Identification of the gene determining Limb Girdle Muscular Dystrophy type 1H
- 1 Years 2012/2013
- 41.840€ Total Award
Muscular dystrophies are a group of inherited primary diseases of muscle, characterized by muscle fiber degeneration and clinically by muscle weakness. Classification of muscular dystrophies traditionally has been based on pathologic, clinical, and inheritance patterns (recessive, dominant, X-linked). Over the past 25 years, gene mutation data have begun to dominate differential diagnostic methods. Molecular diagnostic techniques are now available for many of these disorders, although they may be challenging to implement in a systematic manner, and sequencing of multiple genes may be quite costly, with slow turnaround times. However, sequencing technologies are evolving quickly, and it may be possible shortly to sequence all muscular dystrophy genes in a single test at low cost. This assumes, however, specific knowledge of each gene involved.
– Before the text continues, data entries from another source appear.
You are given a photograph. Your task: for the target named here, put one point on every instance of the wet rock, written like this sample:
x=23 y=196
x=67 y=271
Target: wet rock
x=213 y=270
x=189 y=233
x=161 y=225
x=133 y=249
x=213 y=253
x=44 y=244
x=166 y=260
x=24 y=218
The main goal of the present project is to perform a clinical and genetic study aimed to identify the causing genetic defect of a novel form of limb-girdle muscular dystrophies autosomal dominantly transmitted, LGMD1H. LGMD1H is a form of muscular dystrophy characterized by a slow progression of proximal muscle weakness in both upper and lower limbs affecting several members of a four generations Italian AD pedigree presenting variable expressivity and incomplete penetrance. Interestingly, histochemical and genetic analyses in skeletal muscle suggested the hypothesis of a dysfunction in a mitochondria. Linkage analysis of LGMD1H mapped to a large region of chromosome 3. We propose to take advantage of new technology of human gene sequencing (that is, next-generation sequencing, NGS) to identify causative mutations of LGMD1H.